Iowa’s exchange is small, with only about 72,000 participants. In such a limited pool, effects are often outsized. Wellmark Blue Cross and Blue Shield said last May that about 10 percentage points of a requested 38 to 43 percent premium increase was due to one very sick patient with a rare genetic disorder whose care cost about $1 million per month. Wellmark announced in April that it would stop offering Affordable Care Act plans in Iowa, though it may reverse the decision if the Trump administration approves Iowa’s proposal. If it does not, that very sick individual will become a hot potato for whatever insurer – if any – that chooses to remain in the Iowa marketplace.
It remains to be seen whether current law will give the Trump administration the necessary flexibility to accommodate most of Iowa’s requests. The Wall Street Journal reported that administration officials were open to supporting the proposal if the law will allow them to do so. Yet even if the plan moves forward, it is not meant to be a permanent solution. “It’s a stopgap,” Ommen said bluntly in an interview. But the alternative, if the plan is not approved, is that 94 of Iowa’s 99 counties will likely have no Affordable Care Act exchange coverage options at all for 2018.

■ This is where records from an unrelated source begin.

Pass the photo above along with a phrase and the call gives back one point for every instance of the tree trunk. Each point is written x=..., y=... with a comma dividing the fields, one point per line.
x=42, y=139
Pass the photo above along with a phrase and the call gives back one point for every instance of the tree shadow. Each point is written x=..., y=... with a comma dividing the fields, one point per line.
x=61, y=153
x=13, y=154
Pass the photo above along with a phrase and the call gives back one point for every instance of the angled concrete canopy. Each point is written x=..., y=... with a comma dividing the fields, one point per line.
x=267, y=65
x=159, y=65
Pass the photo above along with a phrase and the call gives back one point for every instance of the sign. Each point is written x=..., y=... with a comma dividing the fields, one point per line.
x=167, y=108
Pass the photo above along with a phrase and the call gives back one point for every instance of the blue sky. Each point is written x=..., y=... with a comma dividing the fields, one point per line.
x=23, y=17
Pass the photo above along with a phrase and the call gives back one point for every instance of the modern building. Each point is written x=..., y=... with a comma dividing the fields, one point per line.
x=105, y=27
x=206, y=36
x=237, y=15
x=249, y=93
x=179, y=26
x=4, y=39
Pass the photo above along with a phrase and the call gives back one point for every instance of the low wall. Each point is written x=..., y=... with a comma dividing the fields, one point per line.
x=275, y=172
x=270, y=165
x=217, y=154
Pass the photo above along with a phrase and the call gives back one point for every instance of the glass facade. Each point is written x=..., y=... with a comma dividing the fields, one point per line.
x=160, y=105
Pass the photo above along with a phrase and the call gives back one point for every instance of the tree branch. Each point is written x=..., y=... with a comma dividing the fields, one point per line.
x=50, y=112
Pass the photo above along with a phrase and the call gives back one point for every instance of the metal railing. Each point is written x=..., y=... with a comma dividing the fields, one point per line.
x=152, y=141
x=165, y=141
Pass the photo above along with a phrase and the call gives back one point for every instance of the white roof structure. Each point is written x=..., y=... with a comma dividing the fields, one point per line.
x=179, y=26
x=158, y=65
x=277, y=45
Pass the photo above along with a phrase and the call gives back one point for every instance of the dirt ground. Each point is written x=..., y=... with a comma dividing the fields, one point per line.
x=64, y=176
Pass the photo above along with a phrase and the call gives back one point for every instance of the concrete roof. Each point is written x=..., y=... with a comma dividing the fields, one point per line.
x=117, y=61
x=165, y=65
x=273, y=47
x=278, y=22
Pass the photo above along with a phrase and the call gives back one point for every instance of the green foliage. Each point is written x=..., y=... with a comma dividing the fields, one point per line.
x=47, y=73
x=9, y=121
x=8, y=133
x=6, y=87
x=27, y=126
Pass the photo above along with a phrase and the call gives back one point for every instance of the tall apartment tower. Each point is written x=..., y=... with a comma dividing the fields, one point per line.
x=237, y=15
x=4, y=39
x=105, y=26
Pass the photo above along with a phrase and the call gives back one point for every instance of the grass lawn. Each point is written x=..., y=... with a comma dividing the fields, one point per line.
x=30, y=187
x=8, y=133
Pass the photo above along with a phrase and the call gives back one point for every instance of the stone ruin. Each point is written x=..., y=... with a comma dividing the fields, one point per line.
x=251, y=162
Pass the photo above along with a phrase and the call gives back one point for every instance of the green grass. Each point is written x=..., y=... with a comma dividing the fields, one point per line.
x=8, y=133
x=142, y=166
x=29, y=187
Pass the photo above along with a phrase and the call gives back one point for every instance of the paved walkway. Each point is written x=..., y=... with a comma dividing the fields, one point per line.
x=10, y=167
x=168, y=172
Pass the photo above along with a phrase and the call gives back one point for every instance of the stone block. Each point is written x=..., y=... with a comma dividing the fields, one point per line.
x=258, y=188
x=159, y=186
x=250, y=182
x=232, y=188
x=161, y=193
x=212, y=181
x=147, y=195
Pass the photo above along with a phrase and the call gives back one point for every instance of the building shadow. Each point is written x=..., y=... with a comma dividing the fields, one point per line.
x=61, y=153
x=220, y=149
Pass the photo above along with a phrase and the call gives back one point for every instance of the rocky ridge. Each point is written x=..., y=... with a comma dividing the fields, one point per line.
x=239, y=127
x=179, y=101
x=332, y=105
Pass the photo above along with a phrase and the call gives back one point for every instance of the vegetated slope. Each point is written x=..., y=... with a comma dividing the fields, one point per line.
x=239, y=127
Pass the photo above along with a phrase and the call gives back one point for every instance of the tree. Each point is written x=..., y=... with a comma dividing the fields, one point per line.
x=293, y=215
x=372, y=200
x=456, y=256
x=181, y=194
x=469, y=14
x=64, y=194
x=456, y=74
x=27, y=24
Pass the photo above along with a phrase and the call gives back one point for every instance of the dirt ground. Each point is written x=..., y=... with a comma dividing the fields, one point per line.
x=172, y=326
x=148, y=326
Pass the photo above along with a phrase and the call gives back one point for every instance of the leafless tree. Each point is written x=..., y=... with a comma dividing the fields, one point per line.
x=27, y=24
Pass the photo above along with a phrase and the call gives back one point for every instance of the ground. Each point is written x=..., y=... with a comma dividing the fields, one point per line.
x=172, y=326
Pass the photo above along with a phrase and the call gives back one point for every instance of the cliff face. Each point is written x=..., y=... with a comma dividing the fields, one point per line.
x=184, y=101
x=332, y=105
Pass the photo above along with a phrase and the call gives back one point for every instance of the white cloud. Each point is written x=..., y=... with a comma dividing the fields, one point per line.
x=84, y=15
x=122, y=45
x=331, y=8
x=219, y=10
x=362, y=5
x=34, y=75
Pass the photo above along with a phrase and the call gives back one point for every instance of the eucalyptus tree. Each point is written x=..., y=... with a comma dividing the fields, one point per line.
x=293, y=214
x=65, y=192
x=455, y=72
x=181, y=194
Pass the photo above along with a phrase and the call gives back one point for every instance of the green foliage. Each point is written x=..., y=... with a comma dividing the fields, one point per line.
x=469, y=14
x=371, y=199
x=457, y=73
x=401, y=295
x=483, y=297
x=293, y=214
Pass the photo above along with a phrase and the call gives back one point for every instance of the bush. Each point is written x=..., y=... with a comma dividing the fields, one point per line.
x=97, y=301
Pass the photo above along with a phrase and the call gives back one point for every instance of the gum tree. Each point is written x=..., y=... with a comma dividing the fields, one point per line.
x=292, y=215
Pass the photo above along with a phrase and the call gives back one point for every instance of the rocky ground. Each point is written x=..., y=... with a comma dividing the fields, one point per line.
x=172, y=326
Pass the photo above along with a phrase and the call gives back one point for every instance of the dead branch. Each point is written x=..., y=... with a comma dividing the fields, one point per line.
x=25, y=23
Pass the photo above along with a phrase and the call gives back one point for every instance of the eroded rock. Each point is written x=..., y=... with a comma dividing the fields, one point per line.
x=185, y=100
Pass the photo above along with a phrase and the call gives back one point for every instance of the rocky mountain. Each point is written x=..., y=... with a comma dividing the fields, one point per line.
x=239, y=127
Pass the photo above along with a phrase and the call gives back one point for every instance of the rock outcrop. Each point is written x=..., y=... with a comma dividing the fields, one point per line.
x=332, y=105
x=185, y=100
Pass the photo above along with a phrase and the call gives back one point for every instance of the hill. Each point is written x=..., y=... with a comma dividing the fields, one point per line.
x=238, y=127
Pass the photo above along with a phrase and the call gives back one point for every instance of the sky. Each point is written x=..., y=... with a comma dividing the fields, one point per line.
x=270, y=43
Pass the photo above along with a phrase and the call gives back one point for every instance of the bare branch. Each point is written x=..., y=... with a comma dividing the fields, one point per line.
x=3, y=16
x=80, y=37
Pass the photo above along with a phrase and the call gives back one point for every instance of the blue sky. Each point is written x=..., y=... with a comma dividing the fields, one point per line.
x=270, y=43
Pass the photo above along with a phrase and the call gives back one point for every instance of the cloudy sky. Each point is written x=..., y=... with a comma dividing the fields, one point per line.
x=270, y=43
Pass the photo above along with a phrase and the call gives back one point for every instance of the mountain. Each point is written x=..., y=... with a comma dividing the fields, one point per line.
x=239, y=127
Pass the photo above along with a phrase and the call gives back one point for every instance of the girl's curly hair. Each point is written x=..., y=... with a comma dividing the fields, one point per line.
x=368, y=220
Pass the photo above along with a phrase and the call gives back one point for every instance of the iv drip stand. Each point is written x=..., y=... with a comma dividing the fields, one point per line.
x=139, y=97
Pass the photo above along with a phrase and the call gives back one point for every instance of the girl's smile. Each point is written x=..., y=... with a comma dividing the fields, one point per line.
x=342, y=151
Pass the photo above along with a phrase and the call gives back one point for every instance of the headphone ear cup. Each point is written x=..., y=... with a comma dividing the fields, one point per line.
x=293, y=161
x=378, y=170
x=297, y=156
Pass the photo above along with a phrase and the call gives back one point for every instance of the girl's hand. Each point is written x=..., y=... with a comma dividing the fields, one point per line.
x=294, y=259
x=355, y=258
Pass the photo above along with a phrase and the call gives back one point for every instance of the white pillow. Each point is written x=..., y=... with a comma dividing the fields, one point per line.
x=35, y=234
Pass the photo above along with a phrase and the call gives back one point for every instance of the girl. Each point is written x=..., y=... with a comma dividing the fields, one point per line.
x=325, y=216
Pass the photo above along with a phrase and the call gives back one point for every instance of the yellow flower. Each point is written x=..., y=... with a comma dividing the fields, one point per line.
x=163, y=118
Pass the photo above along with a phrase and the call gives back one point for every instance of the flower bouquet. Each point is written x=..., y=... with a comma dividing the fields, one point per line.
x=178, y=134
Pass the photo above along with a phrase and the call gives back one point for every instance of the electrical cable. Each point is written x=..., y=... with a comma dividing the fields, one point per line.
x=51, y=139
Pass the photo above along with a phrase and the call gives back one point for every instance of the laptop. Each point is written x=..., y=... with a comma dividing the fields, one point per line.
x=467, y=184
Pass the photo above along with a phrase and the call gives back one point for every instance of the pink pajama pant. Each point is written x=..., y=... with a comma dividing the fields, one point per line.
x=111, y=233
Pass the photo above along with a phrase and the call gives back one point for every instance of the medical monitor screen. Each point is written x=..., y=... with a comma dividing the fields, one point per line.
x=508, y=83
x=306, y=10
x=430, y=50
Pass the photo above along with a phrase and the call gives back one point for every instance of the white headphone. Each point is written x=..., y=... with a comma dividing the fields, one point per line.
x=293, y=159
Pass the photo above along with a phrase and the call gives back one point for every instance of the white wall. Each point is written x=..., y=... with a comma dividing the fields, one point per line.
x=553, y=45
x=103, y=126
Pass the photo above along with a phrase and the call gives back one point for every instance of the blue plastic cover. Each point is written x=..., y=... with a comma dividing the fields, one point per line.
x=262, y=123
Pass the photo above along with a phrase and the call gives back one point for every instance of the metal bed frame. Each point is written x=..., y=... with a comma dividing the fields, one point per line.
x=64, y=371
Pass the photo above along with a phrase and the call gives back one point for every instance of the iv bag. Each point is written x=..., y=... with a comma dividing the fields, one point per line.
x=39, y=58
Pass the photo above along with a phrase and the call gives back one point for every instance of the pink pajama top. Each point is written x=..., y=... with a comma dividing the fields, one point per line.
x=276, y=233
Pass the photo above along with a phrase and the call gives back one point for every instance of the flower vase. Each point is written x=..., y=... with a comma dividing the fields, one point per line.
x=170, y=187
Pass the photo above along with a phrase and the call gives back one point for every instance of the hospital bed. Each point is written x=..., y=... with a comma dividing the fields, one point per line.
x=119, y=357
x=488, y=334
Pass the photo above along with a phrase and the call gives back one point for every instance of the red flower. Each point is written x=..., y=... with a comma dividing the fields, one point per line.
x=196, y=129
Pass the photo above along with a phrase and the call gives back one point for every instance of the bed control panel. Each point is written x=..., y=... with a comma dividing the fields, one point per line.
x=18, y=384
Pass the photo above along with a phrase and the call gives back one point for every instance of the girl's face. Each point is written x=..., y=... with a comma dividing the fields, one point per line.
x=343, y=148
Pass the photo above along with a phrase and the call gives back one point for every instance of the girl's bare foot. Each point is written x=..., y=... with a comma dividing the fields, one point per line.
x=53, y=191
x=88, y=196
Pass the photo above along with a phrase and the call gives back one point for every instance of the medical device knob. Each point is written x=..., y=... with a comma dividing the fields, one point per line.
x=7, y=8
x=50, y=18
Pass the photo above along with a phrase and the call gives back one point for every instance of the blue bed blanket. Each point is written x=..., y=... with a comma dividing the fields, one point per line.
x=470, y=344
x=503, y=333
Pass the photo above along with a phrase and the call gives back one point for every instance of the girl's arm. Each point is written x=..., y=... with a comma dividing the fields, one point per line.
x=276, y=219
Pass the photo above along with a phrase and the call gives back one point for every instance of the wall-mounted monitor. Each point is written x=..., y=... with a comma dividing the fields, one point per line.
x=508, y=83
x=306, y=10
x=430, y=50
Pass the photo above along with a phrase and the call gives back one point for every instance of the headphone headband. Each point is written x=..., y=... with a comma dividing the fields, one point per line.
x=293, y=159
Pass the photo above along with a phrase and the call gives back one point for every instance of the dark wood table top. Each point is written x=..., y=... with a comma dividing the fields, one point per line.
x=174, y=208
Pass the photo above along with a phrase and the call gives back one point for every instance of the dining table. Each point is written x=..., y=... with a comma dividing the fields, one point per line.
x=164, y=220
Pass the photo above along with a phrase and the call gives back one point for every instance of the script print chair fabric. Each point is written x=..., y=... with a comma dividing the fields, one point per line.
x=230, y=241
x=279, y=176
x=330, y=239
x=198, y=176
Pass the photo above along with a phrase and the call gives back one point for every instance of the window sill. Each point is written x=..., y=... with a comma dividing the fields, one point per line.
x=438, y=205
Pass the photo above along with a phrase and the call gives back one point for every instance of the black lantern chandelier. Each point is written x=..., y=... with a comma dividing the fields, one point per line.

Iowa is apparently not seeking relief from some of the Affordable Care Act’s most expensive and gratuitous coverage mandates, which means even if the administration allows the state to move forward, its plan may not go far enough toward reducing basic premiums to the point that most young, healthy people will sign up voluntarily. We also don’t know whether Iowa’s proposal goes far enough toward eliminating the bias in favor of late-middle-aged baby boomers in the Affordable Care Act’s lopsided rate structure, which tilts against young adults.
Still, this proposal is both a start and a blueprint for congressional Republicans as they work on building something functional out of the Affordable Care Act’s financial wreckage. Any workable structure needs a solid foundation in reality. Iowa’s proposal at least shows where to start digging.